Uni of Queensland chancellor Peter Varghese defends China accusation
University of Queensland chancellor Peter Varghese responds to a parliamentary attack on his institution’s China links.
University of Queensland chancellor Peter Varghese has strongly defended his vice-chancellor Peter Hoj from a parliamentary attack by Liberal Senator James Paterson, who said Professor Hoj’s $200,000 bonus incentive was partly responsible for the university’s over-reliance on Chinese students.
Mr Varghese accused Senator Paterson of quoting selectively from leaked university documents “to unfairly attack Professor Hoj’s character under the cloak of parliamentary privilege”.
Senator Paterson told the Senate on Tuesday night that one of Professor Hoj’s KPIs for his $200,000 bonus in 2019 was to strengthen the university’s relationship with China.
According to Senator Paterson, one of his KPIs said: “Continue to work towards a sound and strategic positioning in China, given its potential rise towards becoming the predominant provider of research globally and that it will continue to be a very important source of international students over at least the next five years, and likely more, barring geopolitical barriers being erected.”

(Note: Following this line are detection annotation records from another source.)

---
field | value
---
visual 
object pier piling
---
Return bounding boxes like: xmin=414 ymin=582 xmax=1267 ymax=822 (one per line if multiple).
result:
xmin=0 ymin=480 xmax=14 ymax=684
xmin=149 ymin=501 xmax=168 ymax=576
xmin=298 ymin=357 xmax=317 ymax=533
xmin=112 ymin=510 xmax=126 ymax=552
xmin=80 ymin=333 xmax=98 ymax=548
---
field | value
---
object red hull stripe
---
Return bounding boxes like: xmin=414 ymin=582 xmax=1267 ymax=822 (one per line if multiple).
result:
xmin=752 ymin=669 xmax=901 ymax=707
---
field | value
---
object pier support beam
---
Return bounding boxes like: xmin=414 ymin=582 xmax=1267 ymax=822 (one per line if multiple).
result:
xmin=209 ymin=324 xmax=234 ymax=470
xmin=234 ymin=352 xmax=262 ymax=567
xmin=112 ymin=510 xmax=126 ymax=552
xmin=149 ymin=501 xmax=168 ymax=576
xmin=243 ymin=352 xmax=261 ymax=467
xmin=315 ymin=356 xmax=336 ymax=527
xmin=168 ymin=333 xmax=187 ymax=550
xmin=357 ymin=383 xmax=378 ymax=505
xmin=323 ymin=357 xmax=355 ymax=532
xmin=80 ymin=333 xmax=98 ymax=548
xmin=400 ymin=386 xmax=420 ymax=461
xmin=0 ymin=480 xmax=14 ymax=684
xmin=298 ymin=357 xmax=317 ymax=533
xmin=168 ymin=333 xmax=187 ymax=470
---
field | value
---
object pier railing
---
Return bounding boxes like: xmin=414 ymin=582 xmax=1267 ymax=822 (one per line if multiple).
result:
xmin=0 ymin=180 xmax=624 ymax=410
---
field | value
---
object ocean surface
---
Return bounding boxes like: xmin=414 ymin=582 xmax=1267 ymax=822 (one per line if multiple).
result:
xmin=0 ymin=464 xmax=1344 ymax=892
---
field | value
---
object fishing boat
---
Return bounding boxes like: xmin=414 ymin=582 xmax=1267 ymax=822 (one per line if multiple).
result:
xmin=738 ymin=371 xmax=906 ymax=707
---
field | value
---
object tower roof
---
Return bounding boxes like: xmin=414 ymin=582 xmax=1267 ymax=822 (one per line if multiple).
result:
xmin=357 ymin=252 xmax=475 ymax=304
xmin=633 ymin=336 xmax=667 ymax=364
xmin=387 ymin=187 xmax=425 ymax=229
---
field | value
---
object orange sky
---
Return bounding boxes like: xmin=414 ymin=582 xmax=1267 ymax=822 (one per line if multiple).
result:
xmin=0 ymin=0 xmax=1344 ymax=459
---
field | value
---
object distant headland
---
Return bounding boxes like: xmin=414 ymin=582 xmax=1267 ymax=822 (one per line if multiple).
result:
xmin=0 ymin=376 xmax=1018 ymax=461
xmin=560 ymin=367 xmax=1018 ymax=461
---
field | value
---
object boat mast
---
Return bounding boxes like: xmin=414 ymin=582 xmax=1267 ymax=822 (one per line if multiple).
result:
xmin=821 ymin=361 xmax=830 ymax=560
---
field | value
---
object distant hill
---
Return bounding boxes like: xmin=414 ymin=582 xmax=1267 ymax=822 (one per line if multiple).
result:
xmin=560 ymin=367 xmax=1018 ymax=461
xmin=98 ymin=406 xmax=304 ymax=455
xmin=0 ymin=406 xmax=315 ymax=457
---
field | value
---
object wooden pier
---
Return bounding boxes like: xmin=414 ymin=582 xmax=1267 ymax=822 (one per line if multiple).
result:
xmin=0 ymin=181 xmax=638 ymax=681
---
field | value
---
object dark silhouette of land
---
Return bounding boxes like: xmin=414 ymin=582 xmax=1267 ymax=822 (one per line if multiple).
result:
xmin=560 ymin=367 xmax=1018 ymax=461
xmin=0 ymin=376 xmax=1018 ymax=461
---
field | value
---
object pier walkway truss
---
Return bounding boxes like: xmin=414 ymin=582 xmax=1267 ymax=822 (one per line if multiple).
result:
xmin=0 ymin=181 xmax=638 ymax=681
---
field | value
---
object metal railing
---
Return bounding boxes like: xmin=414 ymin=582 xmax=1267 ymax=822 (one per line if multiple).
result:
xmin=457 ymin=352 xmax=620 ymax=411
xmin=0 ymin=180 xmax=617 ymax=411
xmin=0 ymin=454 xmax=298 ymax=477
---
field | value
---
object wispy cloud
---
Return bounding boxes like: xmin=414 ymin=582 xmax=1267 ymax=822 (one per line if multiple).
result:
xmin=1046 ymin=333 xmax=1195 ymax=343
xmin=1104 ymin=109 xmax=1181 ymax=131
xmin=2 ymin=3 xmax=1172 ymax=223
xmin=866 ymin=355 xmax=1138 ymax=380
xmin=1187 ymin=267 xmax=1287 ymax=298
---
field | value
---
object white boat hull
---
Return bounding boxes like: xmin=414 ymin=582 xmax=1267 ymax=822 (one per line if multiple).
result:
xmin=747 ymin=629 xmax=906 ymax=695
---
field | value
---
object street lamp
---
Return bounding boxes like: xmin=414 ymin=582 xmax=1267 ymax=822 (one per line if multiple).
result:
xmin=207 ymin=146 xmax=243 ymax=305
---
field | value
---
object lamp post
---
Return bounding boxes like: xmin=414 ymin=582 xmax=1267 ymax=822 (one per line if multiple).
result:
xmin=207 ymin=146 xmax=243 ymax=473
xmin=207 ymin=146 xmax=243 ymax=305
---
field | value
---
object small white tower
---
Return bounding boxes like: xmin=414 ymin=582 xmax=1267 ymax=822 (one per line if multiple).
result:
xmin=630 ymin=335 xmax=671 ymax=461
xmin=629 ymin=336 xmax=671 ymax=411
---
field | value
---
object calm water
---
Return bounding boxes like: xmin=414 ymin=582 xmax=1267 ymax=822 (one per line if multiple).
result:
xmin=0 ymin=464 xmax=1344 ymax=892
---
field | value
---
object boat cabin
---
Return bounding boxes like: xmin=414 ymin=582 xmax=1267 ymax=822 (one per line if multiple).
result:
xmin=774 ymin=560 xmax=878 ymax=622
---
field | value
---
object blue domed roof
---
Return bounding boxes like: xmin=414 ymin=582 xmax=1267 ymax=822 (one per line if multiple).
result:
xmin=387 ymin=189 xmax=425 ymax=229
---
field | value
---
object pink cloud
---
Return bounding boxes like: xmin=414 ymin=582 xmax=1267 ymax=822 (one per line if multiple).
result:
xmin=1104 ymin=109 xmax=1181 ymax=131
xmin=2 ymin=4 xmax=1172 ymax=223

Senator Paterson said the UQ senate’s remuneration committee had noted, in judging Professor Hoj’s performance, that “demand for UQ courses from China has continued to grow strongly, and we will likely end up with 63 per cent of commencing international students coming from China in semester 1, 2020.”
He told the Senate that the university should not have regarded this as a positive.
“Far from an achievement warranting a bonus paid from student fees and taxpayer dollars, the prospect of 63 per cent of a university’s foreign students coming from only one country should have been an alarm bell,” Senator Paterson told the Senate.
He said universities, including UQ, had not heeded warnings that they were too reliant on China for international students and needed to diversify.
In response, Mr Varghese — a former head of the Department of Foreign Affairs and Trade and a former director-general of the Australia’s peak intelligence agency, the Office of National Assessments — said that because Chinese students accounted for about 20 per cent of UQ’s revenue and China was a major research partner, “it would be surprising if the management of this relationship was not one of the vice-chancellor’s KPIs”.
“There is nothing subversive about this,” he said on Thursday.
Mr Varghese said that, while Professor Hoj had been criticised for his links to China it was “worth noting that he has been a significant contributor to the design of the (federal) government’s framework on how to manage areas of research with foreign partners that may have national security implications”.
He said that, as a former DFAT and intelligence agency head, he was “not unfamiliar with both the risks and the opportunities in our relationship with China”.
Diversification of international students was best achieved by growing other markets, not radically shrinking the China market, Mr Varghese said.
Australia had to come to grips with China’s emergence as a leading economy and research powerhouse, he added.
“Our political systems and values are very different. But boycotting China is not a sensible option. What we need is clear-eyed engagement with China which serves our interests and is faithful to our values,” Mr Varghese said.